Building on the understanding of the theories and models of firms, this chapter reviews the basic principles of strategic management of business enterprises. First, the basic principles of business strategy are explained. Only through in-depth understanding and diligent application of these principles will business executives be able to make strategic choices and craft an appropriate business strategy and the corresponding value configuration, business model, or e-business model for the firm. Second, the role of corporate strategy and its relationships with business unit strategies are discussed. The discipline of strategic management is introduced together with the principles of strategy maps—a model which is explained and illustrated by case example of its application by a leading corporation in more detail in Chapter V as part of a strategic alignment discussion. Third, the principles of strategic planning and the measurement of competitive strategy are described. These tasks ensure a corporate/business strategy is rigorously planned, resourced, and diligently executed to deliver the requisite strategic goals. Following on from the resource-based and activity-based theories of firms discussed in Chapter I, this chapter describes the corresponding resource-based and activity-based strategies. In addition, with the increasing importance of corporate governance comes the need to ensure due consideration is given to ethics in information technology deployment. Theories for ethics in IT and their incorporation in IT strategy are still emerging. The basic issues for IT strategy developmental consideration are reviewed.
Basic Principles Of Strategy
Strategy is not about finding the universally best way of competing, nor is it an effort to be all things to every customer. Strategy is about defining a way of competing that delivers unique value in a particular set of uses or for a particular set of customers (Porter, 1985). Indeed, as Thompson and Strickland (2003, p. 3) postulate, “a company’s strategy is the game plan management is using to stake out a market position, conduct its operation, attract and please customers, compete successfully, and achieve organizational objectives.” To establish and maintain a distinctive strategic positioning, Porter (2001) stipulates that a company needs to follow six fundamental principles:
It must start with the right goal: superior long-term return on investment. Only by grounding strategy in sustained profitability will real economic value be generated. Economic value is created when customers are willing to pay a price for a product or service that exceeds the cost of producing it.
A company’s strategy must enable it to deliver a value proposition, or set of benefits, different from those that competitors offer.

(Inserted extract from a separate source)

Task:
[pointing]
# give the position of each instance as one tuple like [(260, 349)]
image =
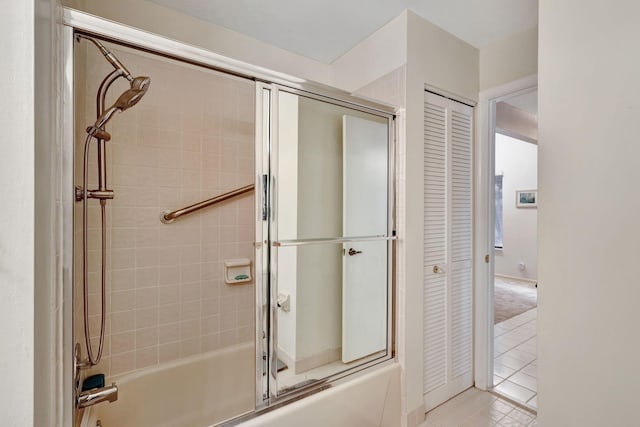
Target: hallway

Strategy needs to be reflected in a distinctive value configuration. To establish a sustainable competitive advantage, a company must perform different activities than rivals or perform similar activities in different ways.
Robust strategies involve trade-offs. A company must abandon or forego some product features, services, or activities in order to be unique at others.
Strategy defines how all the elements of what a company does fit together. A strategy involves making choices throughout the value configuration that are independent; all a company’s activities must be mutually reinforcing.
Strategy involves continuity of direction. A company must define a distinctive value proposition that it will stand for, even if that means foregoing certain opportunities.